Rethinking semantic-visual alignment in zero-shot object detection via a softplus margin focal loss
Introduction
Deep learning has achieved significant success in object detection. However, existing detection models [1], [2], [3], [4], [5] usually rely on large-scale object datasets [6], [7], [8] with fully-annotated locations and categories. It is hard to apply them in the scenarios where data is scarcely labeled from novel categories. One solution is to collect a larger dataset with a wider set of categories, which can be quite laborsome and time-consuming.

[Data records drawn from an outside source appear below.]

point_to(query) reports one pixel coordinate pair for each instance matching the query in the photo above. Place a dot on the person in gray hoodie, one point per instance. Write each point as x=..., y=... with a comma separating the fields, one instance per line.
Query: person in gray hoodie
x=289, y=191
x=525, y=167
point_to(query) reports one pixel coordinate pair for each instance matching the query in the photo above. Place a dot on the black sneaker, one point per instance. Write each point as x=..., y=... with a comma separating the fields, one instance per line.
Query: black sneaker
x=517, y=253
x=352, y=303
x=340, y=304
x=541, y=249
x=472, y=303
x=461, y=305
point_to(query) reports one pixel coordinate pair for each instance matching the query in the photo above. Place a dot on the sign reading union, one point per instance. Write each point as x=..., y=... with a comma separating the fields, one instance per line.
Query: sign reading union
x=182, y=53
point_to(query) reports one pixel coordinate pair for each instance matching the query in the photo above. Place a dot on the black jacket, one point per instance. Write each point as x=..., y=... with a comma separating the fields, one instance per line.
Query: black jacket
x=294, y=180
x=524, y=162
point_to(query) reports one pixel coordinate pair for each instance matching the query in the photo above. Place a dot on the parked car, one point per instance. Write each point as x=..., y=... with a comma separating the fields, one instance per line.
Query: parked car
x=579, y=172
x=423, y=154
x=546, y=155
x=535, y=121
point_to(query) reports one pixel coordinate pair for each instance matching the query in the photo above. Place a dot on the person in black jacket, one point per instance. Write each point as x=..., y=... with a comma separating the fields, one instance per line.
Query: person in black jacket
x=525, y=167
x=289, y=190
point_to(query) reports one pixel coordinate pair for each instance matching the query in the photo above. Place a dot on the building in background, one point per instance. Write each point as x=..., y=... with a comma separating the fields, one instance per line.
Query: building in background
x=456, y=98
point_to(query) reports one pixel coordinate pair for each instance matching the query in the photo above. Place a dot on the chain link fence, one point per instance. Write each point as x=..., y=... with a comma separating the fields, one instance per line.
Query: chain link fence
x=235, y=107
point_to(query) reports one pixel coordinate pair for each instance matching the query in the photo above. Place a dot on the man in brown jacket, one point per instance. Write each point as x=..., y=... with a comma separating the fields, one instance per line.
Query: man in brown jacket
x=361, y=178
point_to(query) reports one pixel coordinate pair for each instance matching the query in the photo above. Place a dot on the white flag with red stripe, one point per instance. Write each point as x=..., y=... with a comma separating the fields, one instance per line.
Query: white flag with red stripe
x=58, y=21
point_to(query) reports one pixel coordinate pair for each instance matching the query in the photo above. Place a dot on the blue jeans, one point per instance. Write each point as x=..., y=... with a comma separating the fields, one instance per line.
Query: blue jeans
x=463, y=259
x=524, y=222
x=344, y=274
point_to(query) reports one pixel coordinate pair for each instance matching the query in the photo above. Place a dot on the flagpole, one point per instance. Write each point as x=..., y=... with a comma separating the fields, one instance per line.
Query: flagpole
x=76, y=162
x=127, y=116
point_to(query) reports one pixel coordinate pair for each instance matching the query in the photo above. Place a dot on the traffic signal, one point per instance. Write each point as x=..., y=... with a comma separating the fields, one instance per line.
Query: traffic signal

Recently, zero-shot object detection (ZSD) [9], [10], [11], [12], [13] has shown an elegant way to address the problem. In this task, a ZSD model is typically trained on an instance set of so-called seen classes and aims to detect the instances from unseen classes during testing. Different from zero-shot recognition (ZSR), the model can not only recognize instances from unseen classes but also localize them. An intuitive and common solution is transferring the knowledge from seen to unseen classes in a shared space through a semantic representation transformation. The representations are usually acquired in the forms of encoded class attributes [14], textual descriptions [15], word vectors [10], [14], [16], [17], etc.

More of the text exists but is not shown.